DevOps and Site Reliability Engineer (SRE)
About Game Analytics
From indie developers, games studios, to established publishers, GameAnalytics is currently the #1 analytics tool for anyone building a mobile game. Our network is approaching 100,000 games, which are played by more than 1 billion people each month.
What's our mission? To help game developers make the right decisions based on data. And by joining our team, you'll be working on new and innovative products to help tens of thousands of people in the industry do just that.

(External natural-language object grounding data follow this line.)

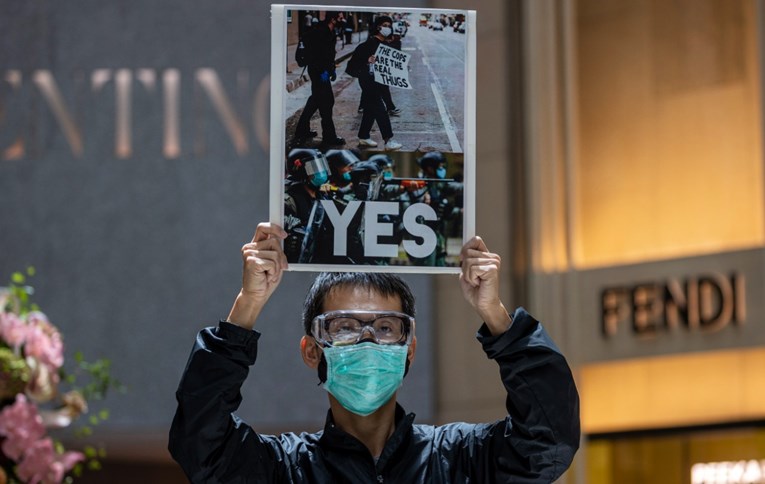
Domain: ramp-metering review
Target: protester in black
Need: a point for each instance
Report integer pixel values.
(360, 338)
(372, 103)
(319, 43)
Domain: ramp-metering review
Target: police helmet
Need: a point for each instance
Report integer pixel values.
(364, 174)
(339, 162)
(307, 164)
(383, 161)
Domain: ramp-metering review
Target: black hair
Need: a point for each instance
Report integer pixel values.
(385, 284)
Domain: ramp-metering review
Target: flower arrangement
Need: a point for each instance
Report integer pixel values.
(32, 396)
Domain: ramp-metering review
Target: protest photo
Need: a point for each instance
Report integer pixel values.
(370, 129)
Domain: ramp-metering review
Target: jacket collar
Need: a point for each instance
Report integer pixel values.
(336, 439)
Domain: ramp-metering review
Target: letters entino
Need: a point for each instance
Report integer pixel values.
(63, 97)
(708, 303)
(374, 229)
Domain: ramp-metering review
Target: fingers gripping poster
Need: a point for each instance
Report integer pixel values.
(372, 136)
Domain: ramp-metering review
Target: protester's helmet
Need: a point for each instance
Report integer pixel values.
(307, 165)
(340, 164)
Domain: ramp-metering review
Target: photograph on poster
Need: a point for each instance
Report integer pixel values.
(372, 129)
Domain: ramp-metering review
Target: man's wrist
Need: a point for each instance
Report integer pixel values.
(497, 319)
(245, 310)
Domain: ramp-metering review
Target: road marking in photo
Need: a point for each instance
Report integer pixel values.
(450, 132)
(445, 118)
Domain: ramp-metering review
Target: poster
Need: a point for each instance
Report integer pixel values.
(373, 136)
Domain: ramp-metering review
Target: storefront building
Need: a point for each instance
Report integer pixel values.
(637, 234)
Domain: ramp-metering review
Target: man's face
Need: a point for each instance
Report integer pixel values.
(345, 298)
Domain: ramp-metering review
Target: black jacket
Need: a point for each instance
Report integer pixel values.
(535, 443)
(358, 65)
(320, 48)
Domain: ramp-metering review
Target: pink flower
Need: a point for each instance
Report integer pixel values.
(43, 341)
(21, 426)
(43, 464)
(13, 329)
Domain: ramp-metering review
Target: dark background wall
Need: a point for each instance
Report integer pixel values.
(136, 249)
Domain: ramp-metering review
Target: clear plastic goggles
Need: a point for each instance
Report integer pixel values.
(340, 328)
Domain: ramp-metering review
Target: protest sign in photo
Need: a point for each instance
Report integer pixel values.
(373, 136)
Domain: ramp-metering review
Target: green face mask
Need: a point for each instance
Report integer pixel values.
(362, 377)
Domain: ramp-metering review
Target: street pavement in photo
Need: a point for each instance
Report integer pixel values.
(432, 116)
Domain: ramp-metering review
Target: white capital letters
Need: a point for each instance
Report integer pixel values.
(340, 223)
(420, 230)
(373, 229)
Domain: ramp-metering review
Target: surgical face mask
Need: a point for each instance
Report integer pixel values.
(362, 377)
(319, 178)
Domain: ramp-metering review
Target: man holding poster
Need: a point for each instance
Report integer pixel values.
(363, 66)
(360, 338)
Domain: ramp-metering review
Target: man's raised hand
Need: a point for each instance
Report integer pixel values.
(264, 263)
(479, 281)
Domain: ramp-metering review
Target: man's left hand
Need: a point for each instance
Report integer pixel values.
(479, 281)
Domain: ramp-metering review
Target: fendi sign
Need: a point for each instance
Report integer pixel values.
(708, 303)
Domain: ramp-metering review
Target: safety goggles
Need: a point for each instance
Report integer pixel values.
(340, 328)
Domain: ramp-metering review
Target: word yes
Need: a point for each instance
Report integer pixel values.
(373, 228)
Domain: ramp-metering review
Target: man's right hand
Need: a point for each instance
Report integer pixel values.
(264, 263)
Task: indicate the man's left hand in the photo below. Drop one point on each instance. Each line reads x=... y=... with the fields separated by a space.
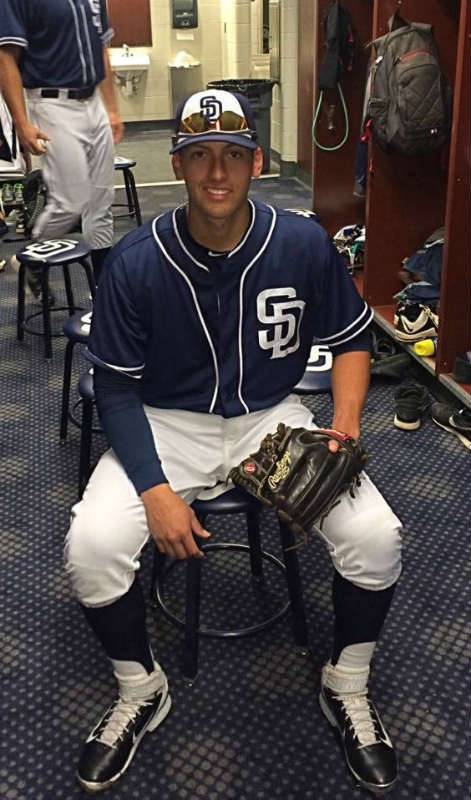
x=117 y=127
x=352 y=430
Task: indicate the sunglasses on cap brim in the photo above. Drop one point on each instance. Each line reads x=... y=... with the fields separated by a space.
x=226 y=122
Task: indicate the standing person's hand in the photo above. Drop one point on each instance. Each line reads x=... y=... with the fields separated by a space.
x=32 y=139
x=117 y=127
x=172 y=523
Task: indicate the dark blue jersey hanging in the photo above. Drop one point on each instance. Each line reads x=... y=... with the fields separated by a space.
x=340 y=45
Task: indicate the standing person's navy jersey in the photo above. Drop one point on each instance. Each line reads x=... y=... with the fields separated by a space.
x=228 y=334
x=62 y=40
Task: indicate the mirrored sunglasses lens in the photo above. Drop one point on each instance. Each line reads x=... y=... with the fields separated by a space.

All of GameAnalytics infrastructure is hosted in AWS and managed using Terraform. We operate numerous Erlang and Elixir clusters handling over 4.5 million requests per minute. The backend services are being built and deployed automatically and reliably using a combination of Terraform, Ansible, Packer, Docker and CI tools. Our data pipeline feeds various sources using real-time streams and batch ingestion jobs. We use Graphite and CloudWatch to aggregate application and host metrics, with PagerDuty to raise alerts.
At GameAnalytics we value good quality code and take reliability very seriously. Despite a rapid growth of the business in the past two years, we managed to achieve a 100% uptime of our core systemsand plan on retaining that result. We love open source and welcome contributions. See our GitHub page.
What you’ll do
As a DevOps and Site Reliability Engineer you will be the key person ensuring that our cloud infrastructure continues to be secure, stable and cost-efficient by building continuous integration and deployment pipelines, setting up monitoring tools and promoting best practices while working closely with engineering teams on both new and existing projects.
- Experience deploying and operating distributed systems at scale
- Experience working with cloud providers (AWS, GCP, Azure)
- Experience with popular infrastructure provisioning and management tools, such as Terraform, Ansible, Packer
- Good understanding of continuous integration/deployment tools and practices
- Security-oriented mindset, understanding of good practices
- In-depth knowledge of Linux internals, networks and filesystems
- Experience with monitoring and alerting systems (we use Graphite, CloudWatch and PagerDuty)
- Experience maintaining production databases (we use Apache Druid, Redis and various RDBs)
- Knowledge of streaming and big data technologies such as Hadoop and Kinesis/Kafka
- Willing to take part in on-call Rota along with other engineers
- Food, snacks and drinks
- A fun and supportive working environment
- Office in Central London (with bike racks) and entertainment area incl. newest consoles and popular games
- Opportunity to work with the biggest and most innovative gaming companies in the world
- Number of paid holidays (25) excluding bank holidays
- Working from Home policy
- Work laptop (Mac/Linux) depending on your preference